In-ground swimming pool excavation for residential and commercial properties. Precise depth, clean walls, full spoil removal, and site preparation for the pool crew.
Backwell excavates in-ground swimming pools for residential and commercial properties throughout Newark, Wayne County, and the surrounding area. Pool excavation requires precision — the hole needs to be the right depth and dimensions, walls need to be clean and stable, and all spoil needs to be removed from the site before the pool contractor arrives. We work directly with pool companies and homeowners to ensure the dig is done right the first time.
We handle pools of all shapes and sizes including vinyl liner, fiberglass, and gunite pools. Our operators are experienced with the precision required for pool work — setting grades, maintaining clean walls, avoiding damage to access routes, and removing spoil efficiently. We also handle all associated site preparation including access clearing, spoil hauling, and rough grading after installation.
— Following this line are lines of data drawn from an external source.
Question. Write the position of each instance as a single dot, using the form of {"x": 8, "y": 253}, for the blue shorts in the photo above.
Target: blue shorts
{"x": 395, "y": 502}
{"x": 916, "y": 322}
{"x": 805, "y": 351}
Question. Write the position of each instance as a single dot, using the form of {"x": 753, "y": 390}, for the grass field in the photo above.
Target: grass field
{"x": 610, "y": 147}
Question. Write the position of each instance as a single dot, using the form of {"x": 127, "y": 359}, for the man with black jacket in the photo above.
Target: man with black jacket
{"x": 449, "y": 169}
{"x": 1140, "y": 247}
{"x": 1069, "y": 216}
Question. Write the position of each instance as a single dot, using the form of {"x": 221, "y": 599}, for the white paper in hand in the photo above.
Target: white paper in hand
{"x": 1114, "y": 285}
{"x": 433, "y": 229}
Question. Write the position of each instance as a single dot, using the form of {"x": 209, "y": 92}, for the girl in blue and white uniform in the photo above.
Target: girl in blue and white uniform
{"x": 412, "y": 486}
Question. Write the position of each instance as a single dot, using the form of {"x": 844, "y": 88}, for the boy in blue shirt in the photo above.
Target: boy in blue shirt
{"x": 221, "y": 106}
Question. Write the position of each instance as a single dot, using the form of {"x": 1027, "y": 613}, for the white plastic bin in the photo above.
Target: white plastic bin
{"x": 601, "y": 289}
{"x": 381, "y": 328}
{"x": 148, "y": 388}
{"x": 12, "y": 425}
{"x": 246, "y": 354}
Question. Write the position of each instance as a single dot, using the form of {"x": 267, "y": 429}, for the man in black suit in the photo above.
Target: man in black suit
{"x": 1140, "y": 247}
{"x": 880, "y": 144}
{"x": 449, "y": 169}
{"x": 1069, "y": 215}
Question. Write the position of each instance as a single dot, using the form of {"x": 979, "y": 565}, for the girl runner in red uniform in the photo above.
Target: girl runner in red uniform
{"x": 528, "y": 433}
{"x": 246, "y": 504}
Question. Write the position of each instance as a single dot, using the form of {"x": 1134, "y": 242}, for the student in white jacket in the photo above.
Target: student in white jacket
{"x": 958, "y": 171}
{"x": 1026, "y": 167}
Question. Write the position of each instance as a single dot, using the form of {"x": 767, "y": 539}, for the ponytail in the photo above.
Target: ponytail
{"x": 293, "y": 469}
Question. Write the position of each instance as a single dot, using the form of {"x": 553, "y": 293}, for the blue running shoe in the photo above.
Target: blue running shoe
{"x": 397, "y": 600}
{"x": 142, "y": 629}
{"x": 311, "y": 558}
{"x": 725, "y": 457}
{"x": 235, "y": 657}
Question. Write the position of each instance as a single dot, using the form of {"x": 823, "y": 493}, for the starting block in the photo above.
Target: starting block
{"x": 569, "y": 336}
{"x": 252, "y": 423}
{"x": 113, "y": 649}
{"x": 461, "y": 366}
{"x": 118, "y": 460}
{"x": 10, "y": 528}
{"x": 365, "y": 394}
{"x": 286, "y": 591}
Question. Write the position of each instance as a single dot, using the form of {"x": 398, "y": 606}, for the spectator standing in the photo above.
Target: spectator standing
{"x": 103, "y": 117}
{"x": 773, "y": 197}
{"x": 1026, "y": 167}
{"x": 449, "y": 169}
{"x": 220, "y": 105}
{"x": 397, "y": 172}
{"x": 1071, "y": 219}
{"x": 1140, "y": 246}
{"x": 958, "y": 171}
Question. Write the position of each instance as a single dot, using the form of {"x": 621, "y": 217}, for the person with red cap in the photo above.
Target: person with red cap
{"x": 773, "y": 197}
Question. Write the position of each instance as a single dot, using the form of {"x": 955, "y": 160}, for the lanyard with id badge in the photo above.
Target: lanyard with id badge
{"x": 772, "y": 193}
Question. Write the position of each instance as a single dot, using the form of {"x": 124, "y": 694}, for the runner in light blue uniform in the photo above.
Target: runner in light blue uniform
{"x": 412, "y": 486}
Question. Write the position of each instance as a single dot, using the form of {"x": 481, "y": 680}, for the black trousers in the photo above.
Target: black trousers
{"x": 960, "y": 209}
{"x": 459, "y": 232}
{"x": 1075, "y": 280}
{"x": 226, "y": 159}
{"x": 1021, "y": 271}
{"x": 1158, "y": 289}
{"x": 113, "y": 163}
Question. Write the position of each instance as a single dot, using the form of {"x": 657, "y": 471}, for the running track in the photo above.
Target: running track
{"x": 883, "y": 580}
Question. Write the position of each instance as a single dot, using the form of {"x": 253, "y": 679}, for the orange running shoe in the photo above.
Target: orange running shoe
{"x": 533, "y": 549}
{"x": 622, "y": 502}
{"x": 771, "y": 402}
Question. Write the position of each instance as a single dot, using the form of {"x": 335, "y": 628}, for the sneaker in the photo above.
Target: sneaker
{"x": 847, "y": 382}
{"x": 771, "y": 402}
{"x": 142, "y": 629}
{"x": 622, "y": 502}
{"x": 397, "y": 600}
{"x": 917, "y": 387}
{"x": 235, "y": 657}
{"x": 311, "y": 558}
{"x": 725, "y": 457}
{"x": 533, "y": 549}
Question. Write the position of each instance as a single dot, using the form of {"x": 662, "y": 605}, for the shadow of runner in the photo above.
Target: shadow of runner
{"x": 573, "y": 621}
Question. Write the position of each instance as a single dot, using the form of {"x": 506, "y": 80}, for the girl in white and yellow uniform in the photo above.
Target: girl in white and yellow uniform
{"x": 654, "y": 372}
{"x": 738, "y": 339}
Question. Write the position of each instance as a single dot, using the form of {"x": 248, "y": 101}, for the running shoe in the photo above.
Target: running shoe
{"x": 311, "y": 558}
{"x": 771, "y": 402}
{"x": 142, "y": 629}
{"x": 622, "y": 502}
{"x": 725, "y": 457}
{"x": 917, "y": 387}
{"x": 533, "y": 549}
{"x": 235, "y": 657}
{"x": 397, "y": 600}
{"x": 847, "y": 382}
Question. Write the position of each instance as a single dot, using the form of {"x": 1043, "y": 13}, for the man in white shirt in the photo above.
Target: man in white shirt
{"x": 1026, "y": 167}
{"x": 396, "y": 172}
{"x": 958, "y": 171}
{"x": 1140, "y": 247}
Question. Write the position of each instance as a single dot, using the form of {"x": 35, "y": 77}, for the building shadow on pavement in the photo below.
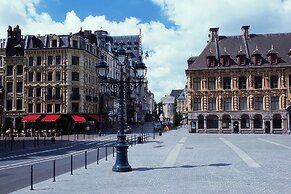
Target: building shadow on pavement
{"x": 183, "y": 166}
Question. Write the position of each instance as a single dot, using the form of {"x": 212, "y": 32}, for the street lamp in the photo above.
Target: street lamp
{"x": 121, "y": 145}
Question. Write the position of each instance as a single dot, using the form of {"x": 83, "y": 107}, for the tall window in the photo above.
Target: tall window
{"x": 197, "y": 104}
{"x": 274, "y": 81}
{"x": 19, "y": 104}
{"x": 75, "y": 76}
{"x": 197, "y": 84}
{"x": 257, "y": 59}
{"x": 75, "y": 107}
{"x": 242, "y": 82}
{"x": 38, "y": 60}
{"x": 57, "y": 108}
{"x": 243, "y": 103}
{"x": 30, "y": 92}
{"x": 30, "y": 108}
{"x": 30, "y": 61}
{"x": 227, "y": 103}
{"x": 275, "y": 102}
{"x": 211, "y": 104}
{"x": 50, "y": 76}
{"x": 58, "y": 76}
{"x": 58, "y": 60}
{"x": 211, "y": 83}
{"x": 19, "y": 87}
{"x": 38, "y": 92}
{"x": 225, "y": 60}
{"x": 9, "y": 70}
{"x": 49, "y": 108}
{"x": 38, "y": 76}
{"x": 9, "y": 104}
{"x": 9, "y": 87}
{"x": 258, "y": 82}
{"x": 241, "y": 60}
{"x": 75, "y": 44}
{"x": 50, "y": 60}
{"x": 54, "y": 43}
{"x": 19, "y": 70}
{"x": 226, "y": 83}
{"x": 30, "y": 76}
{"x": 75, "y": 60}
{"x": 258, "y": 103}
{"x": 38, "y": 107}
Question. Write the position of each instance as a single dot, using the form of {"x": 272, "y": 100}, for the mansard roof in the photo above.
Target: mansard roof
{"x": 132, "y": 44}
{"x": 265, "y": 44}
{"x": 176, "y": 93}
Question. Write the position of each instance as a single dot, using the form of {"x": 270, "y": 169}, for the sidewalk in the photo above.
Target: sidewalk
{"x": 176, "y": 162}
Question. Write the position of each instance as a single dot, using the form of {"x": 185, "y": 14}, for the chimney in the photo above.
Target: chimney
{"x": 245, "y": 30}
{"x": 213, "y": 35}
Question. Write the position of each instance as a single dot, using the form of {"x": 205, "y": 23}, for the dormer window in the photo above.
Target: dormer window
{"x": 273, "y": 59}
{"x": 273, "y": 56}
{"x": 54, "y": 43}
{"x": 225, "y": 58}
{"x": 241, "y": 59}
{"x": 211, "y": 61}
{"x": 257, "y": 56}
{"x": 257, "y": 59}
{"x": 75, "y": 43}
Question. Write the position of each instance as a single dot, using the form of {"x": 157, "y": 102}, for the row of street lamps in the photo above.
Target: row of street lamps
{"x": 121, "y": 145}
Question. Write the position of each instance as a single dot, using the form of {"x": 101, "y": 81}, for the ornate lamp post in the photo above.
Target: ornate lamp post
{"x": 121, "y": 145}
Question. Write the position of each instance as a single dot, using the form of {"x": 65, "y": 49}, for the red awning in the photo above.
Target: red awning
{"x": 30, "y": 118}
{"x": 50, "y": 118}
{"x": 78, "y": 118}
{"x": 96, "y": 117}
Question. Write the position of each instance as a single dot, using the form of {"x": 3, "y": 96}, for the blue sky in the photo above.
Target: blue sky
{"x": 114, "y": 10}
{"x": 172, "y": 30}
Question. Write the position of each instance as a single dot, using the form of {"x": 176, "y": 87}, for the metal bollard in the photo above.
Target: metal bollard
{"x": 31, "y": 177}
{"x": 54, "y": 171}
{"x": 85, "y": 159}
{"x": 106, "y": 151}
{"x": 71, "y": 164}
{"x": 97, "y": 160}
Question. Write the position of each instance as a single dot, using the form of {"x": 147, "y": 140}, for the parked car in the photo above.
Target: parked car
{"x": 127, "y": 129}
{"x": 157, "y": 126}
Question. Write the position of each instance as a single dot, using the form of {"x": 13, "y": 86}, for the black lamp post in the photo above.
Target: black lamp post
{"x": 121, "y": 145}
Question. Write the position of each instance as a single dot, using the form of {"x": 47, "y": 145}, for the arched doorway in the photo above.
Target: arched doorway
{"x": 212, "y": 122}
{"x": 200, "y": 122}
{"x": 245, "y": 121}
{"x": 226, "y": 121}
{"x": 267, "y": 127}
{"x": 277, "y": 121}
{"x": 235, "y": 127}
{"x": 258, "y": 122}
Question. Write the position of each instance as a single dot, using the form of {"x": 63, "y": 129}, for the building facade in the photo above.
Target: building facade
{"x": 240, "y": 84}
{"x": 57, "y": 75}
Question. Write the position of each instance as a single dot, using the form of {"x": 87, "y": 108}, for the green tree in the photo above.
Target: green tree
{"x": 177, "y": 118}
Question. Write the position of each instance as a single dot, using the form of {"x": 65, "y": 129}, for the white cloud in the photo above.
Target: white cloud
{"x": 169, "y": 48}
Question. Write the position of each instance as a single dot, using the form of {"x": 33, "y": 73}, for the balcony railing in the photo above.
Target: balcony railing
{"x": 75, "y": 96}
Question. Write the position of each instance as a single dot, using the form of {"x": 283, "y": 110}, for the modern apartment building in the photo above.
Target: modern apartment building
{"x": 241, "y": 84}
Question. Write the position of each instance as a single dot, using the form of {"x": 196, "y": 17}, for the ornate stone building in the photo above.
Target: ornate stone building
{"x": 240, "y": 84}
{"x": 53, "y": 78}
If you are planning an in-ground pool in Newark, contact us for a free estimate. We will coordinate directly with your pool contractor on dimensions, access, and timing.
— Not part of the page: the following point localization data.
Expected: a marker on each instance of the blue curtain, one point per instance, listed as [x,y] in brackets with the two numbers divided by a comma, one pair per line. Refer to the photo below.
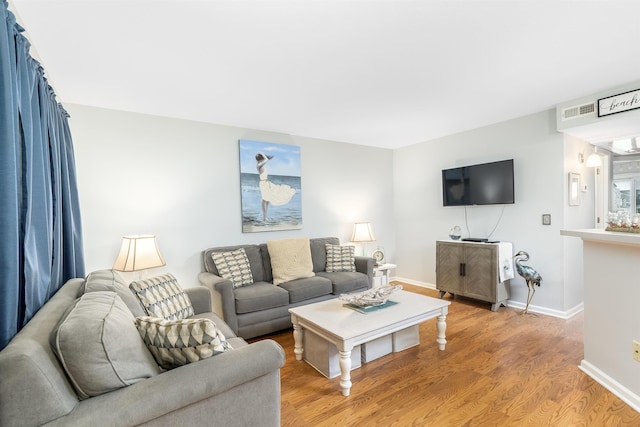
[40,230]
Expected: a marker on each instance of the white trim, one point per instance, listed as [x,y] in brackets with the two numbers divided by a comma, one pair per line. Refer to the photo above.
[626,395]
[414,282]
[548,311]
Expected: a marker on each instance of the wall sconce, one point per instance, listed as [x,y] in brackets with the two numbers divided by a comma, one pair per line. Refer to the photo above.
[362,233]
[594,160]
[138,253]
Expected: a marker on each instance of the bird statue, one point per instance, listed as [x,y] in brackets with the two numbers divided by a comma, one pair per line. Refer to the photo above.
[529,275]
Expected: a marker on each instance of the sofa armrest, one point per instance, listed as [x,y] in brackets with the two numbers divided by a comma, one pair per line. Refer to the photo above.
[183,388]
[200,299]
[223,300]
[365,265]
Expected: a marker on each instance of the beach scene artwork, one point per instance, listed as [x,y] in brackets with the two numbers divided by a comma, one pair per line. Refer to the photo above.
[270,185]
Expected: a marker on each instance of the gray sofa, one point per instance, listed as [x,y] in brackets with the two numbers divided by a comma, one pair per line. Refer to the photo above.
[262,307]
[35,389]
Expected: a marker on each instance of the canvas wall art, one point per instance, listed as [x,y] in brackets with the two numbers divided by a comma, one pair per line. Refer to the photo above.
[271,186]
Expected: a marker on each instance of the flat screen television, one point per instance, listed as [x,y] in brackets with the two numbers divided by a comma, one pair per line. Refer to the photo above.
[481,184]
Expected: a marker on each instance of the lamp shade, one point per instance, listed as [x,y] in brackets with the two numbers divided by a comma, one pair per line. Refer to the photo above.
[138,253]
[362,232]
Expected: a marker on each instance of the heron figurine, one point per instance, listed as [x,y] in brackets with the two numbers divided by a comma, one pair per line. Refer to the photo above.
[529,275]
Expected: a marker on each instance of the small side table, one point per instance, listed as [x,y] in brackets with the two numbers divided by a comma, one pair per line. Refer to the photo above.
[381,274]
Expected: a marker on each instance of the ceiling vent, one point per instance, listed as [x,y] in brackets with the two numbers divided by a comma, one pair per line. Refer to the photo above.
[579,111]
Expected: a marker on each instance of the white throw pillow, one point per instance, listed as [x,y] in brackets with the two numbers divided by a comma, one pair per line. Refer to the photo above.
[290,259]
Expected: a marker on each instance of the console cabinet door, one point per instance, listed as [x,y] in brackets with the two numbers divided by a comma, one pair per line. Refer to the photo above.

Newark sits in western Wayne County along the Erie Canal, inside the Finger Lakes drumlin field. Soils across the village and the Route 88 commercial corridor are dominated by Honeoye silt loam and Lima silt loam on the drumlin flanks, with Palmyra gravelly loam on the outwash benches near the canal and Canandaigua silty clay loam and Lyons silt loam in the low-lying wetland flats.
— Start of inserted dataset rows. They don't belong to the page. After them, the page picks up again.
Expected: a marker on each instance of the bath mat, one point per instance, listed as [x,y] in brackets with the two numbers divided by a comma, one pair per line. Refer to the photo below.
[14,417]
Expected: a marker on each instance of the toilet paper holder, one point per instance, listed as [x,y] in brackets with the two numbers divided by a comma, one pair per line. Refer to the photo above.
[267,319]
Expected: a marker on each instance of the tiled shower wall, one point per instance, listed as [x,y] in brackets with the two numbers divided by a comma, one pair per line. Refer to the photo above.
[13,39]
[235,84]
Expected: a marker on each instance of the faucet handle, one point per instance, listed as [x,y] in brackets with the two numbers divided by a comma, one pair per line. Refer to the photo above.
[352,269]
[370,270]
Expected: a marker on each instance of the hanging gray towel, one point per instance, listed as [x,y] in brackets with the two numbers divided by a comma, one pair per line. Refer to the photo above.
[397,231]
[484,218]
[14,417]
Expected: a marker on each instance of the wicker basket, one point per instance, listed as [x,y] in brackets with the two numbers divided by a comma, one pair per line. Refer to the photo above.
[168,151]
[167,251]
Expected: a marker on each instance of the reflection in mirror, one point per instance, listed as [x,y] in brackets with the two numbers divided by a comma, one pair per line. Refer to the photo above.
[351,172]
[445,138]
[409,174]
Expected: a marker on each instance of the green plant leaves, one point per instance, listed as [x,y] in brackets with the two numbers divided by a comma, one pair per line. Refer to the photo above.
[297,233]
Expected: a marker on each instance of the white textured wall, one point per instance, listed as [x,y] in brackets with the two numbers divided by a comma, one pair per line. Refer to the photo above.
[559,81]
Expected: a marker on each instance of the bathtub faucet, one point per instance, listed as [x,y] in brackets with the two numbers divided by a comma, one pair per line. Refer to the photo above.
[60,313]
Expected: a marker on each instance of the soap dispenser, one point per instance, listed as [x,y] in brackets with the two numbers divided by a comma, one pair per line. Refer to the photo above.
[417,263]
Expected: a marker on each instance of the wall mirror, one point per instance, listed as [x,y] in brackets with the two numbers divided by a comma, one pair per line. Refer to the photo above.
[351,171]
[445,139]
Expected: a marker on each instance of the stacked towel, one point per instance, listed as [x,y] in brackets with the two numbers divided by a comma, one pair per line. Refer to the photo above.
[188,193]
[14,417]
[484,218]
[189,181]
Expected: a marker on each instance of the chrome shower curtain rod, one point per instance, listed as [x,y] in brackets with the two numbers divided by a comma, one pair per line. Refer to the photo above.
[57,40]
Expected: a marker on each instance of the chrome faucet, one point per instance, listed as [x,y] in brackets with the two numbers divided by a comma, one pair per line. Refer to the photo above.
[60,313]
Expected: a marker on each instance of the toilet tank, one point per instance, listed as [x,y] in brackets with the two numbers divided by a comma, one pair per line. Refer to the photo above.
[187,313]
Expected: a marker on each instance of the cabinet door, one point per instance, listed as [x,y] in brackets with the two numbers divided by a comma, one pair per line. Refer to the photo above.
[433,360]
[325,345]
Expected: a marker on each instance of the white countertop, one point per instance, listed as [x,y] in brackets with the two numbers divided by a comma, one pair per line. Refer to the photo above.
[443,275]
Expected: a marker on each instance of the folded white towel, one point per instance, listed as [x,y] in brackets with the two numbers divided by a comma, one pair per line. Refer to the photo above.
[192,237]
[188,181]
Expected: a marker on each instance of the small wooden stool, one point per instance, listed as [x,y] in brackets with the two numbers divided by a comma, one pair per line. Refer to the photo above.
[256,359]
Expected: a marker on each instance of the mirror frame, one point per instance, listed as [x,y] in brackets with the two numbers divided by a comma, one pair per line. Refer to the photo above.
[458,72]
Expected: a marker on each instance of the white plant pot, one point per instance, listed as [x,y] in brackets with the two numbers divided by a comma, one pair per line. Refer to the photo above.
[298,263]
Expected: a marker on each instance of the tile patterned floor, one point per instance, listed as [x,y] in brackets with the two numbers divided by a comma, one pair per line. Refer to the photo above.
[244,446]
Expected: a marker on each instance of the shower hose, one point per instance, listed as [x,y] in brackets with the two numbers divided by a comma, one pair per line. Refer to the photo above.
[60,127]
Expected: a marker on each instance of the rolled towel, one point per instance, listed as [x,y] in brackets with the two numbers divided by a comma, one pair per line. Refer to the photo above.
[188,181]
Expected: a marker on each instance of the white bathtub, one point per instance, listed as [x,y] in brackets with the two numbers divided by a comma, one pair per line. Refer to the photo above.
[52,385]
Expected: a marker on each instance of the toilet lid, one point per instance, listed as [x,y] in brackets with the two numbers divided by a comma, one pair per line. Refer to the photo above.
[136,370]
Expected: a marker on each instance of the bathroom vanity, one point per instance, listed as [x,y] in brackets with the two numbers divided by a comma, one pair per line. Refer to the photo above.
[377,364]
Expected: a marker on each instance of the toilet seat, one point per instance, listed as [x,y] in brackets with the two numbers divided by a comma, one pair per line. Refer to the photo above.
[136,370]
The Erie Canal and Ganargua Creek run side by side through town, and both define significant portions of the buildable land's drainage and permitting regime. Commercial site work in Newark regularly involves structural fill on the clay-loam flats, cobbly trenching on the drumlin flanks, and dewatering on canal-adjacent parcels. NYS Canal Corp review applies to any work within the canal prism. Stormwater design ties into the Ganargua Creek / Clyde River / Seneca River watershed. Shallow dolostone bedrock appears occasionally on the highest drumlin summits, but most commercial excavation stays well above rock across the village's buildable corridors.